Shimizu Takeshi, Shima Kensuke, Yoshino Ken-ichi, Yonezawa Kazuyoshi, Shimizu Tohru, Hayashi Hideo
Department of Microbiology, Institute of Basic Medical Sciences, University of Tsukuba, 1-1-1 Ten-nohdai, Tsukuba 305-8575, Japan.
J Bacteriol. 2002 May;184(10):2587-94. doi: 10.1128/JB.184.10.2587-2594.2002.
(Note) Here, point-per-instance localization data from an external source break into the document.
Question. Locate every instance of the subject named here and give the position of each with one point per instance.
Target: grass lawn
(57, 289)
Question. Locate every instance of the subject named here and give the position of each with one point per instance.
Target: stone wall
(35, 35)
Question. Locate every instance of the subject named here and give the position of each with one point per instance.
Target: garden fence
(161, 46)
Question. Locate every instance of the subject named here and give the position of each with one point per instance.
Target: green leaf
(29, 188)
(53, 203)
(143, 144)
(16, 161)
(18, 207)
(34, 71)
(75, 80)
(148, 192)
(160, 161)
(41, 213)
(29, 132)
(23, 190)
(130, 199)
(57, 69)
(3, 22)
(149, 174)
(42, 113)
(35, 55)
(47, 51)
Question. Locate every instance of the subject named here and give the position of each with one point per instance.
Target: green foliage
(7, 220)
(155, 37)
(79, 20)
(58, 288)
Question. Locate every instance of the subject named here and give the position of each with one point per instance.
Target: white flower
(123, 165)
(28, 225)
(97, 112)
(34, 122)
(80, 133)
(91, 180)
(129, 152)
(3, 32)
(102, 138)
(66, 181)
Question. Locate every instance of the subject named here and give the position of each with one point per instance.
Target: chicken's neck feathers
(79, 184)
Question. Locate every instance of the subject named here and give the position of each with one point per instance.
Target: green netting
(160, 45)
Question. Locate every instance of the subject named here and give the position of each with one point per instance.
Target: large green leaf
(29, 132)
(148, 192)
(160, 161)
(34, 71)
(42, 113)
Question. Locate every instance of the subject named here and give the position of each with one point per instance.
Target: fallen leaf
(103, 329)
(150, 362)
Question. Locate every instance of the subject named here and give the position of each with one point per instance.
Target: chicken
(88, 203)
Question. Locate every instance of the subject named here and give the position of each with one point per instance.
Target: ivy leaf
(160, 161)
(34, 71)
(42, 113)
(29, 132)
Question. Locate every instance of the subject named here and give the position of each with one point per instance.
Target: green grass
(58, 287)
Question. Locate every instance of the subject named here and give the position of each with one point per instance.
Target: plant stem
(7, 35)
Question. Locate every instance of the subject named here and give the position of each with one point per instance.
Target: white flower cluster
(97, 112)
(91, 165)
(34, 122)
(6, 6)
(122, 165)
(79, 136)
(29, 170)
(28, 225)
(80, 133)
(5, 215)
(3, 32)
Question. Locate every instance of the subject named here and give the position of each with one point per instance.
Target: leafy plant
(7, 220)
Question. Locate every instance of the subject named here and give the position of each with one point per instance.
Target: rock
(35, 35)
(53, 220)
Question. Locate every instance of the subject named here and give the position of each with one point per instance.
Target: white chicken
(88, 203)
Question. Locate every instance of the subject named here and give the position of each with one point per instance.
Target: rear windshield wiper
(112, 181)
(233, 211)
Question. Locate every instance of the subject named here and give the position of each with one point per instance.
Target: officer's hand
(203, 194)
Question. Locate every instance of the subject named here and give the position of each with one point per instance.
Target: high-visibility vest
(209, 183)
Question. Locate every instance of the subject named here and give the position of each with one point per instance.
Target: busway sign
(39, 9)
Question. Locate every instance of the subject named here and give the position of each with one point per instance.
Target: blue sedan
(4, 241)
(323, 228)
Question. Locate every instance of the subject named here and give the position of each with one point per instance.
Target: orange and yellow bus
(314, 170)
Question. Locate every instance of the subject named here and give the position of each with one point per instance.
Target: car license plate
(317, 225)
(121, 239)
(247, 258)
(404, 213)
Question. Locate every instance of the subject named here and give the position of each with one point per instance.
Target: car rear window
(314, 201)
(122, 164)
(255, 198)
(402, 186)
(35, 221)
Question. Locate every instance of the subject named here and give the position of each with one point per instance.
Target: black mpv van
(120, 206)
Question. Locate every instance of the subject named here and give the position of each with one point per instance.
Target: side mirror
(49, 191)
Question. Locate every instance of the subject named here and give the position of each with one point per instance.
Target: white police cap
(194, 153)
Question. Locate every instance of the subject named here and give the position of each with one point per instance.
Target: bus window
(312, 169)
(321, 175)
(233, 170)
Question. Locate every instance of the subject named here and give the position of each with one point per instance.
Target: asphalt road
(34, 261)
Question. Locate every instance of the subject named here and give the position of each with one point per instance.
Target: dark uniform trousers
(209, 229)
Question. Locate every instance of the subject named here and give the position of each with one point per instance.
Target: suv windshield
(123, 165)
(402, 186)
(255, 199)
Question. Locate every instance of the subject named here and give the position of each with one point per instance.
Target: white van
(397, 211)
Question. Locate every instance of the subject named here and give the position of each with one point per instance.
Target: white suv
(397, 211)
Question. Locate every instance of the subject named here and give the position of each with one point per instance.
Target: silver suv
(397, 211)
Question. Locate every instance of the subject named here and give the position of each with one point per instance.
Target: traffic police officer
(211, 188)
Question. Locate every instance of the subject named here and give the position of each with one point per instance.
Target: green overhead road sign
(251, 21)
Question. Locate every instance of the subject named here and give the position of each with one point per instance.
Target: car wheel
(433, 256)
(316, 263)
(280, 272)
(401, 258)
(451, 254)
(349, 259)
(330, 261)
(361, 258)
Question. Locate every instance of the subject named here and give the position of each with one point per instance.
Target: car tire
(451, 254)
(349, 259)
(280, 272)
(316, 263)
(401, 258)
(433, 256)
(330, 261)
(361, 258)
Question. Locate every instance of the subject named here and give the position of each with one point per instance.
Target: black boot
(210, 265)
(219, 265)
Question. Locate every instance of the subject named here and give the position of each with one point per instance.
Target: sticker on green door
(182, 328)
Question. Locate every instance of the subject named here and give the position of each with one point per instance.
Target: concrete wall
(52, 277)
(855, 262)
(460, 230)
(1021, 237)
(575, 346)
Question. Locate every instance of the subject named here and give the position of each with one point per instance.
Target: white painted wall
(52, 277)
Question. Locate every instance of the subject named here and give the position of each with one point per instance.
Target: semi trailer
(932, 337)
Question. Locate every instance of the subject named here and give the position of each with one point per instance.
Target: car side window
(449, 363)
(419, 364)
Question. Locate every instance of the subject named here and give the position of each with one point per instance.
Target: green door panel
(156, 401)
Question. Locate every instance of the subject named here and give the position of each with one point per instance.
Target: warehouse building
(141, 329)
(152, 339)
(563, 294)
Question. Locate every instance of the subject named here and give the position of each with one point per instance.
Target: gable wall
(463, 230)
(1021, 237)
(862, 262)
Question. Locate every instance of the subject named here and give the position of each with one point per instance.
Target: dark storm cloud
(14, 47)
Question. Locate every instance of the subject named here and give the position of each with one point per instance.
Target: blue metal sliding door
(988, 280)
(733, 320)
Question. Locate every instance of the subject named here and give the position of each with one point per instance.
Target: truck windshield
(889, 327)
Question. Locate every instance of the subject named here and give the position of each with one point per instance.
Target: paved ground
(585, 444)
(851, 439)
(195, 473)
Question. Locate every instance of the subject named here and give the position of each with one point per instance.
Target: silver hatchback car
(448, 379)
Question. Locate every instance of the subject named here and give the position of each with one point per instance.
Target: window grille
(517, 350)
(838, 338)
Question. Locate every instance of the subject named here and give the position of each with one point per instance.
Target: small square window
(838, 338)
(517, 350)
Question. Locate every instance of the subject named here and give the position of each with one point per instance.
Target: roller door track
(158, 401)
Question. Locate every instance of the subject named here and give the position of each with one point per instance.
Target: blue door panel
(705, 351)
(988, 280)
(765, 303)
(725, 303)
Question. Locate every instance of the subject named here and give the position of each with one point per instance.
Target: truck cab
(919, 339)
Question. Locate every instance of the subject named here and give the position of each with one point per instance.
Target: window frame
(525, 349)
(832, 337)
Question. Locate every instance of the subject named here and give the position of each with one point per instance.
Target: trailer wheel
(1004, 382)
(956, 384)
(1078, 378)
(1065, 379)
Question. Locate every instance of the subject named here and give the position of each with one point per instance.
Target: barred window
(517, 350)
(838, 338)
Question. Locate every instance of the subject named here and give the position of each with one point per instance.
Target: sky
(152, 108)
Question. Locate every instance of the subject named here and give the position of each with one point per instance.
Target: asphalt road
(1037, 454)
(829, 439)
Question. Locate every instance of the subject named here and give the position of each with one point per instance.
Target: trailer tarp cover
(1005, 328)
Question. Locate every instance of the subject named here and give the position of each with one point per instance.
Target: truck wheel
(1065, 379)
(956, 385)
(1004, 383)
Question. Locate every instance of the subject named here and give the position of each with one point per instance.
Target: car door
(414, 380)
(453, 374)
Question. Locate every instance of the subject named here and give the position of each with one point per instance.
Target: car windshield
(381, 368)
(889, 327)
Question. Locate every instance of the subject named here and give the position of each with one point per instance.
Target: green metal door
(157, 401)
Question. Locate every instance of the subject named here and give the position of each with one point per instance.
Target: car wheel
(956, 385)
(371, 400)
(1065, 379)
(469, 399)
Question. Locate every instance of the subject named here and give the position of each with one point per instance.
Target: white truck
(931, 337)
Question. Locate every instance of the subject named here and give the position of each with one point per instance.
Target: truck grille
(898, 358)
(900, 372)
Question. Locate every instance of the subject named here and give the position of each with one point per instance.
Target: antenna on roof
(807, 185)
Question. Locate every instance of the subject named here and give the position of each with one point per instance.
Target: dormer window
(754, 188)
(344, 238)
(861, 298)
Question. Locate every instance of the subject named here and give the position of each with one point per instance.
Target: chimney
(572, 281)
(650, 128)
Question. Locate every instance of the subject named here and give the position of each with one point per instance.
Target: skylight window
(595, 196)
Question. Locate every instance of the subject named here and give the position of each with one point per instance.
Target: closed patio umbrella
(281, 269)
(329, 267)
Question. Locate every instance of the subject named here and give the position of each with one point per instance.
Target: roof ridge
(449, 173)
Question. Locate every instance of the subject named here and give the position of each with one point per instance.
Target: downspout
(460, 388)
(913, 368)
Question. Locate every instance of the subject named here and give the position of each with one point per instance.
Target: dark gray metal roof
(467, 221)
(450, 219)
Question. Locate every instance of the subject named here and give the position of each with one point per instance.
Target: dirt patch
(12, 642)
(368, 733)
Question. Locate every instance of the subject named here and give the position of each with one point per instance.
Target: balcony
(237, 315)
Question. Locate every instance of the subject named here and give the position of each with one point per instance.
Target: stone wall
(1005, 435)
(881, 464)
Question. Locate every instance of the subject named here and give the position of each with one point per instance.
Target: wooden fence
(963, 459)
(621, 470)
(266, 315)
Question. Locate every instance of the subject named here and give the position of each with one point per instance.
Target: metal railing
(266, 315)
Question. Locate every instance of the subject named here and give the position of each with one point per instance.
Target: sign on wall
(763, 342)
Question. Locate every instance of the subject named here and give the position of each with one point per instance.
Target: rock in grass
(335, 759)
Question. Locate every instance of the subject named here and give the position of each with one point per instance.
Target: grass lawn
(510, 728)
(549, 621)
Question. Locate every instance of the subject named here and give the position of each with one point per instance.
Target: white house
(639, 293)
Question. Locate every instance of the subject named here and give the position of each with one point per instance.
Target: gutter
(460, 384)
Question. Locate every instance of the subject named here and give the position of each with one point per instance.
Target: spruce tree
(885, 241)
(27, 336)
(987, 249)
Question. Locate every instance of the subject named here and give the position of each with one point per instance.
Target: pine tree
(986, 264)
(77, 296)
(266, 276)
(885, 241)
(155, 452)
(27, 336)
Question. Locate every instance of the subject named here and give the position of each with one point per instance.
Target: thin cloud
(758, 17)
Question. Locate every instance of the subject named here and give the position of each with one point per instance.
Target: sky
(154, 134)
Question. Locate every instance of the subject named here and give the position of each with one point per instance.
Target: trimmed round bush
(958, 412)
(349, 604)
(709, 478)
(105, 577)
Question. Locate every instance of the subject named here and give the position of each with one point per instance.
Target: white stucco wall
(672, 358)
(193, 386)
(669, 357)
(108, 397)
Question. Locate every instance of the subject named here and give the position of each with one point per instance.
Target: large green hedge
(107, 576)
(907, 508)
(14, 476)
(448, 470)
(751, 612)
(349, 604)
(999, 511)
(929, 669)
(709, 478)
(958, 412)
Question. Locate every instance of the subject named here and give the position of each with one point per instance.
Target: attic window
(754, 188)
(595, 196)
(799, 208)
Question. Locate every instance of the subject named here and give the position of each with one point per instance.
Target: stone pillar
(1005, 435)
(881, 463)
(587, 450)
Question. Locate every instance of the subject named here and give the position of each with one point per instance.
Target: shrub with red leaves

The proteins under the control of the two-component system VirR/VirS in Clostridium perfringens were analyzed by using two-dimensional gel electrophoresis of the culture supernatant from the wild type and the virR mutant. Based on matrix-assisted laser desorption ionization-time of flight/mass spectrometry, seven positively regulated proteins and eight negatively regulated proteins were identified. Transcriptome analysis confirmed that 7 of the 15 proteins were regulated by the VirR/VirS system at the transcriptional level, but the remaining proteins were modified with a VirR/VirS-directed protease at the posttranslation and secretion levels. We purified and characterized the VirR/VirS-directed protease from the culture supernatant and identified it as a kind of clostripain. Because this proteolytic activity was strongly inhibited by leupeptin and antipain, it was concluded that this protease was a member of the family of cysteine proteases of C. perfringens.
利用野生型和virR突变体培养上清液的二维凝胶电泳,对产气荚膜梭菌中受双组分系统VirR/VirS调控的蛋白质进行了分析。基于基质辅助激光解吸电离飞行时间质谱,鉴定出7种正调控蛋白和8种负调控蛋白。转录组分析证实,15种蛋白中的7种在转录水平上受VirR/VirS系统调控,但其余蛋白在翻译后和分泌水平上由VirR/VirS导向的蛋白酶进行修饰。我们从培养上清液中纯化并鉴定了VirR/VirS导向的蛋白酶,确定其为一种梭菌蛋白酶。由于这种蛋白水解活性受到亮抑蛋白酶肽和抗蛋白酶的强烈抑制,因此得出结论,该蛋白酶是产气荚膜梭菌半胱氨酸蛋白酶家族的一员。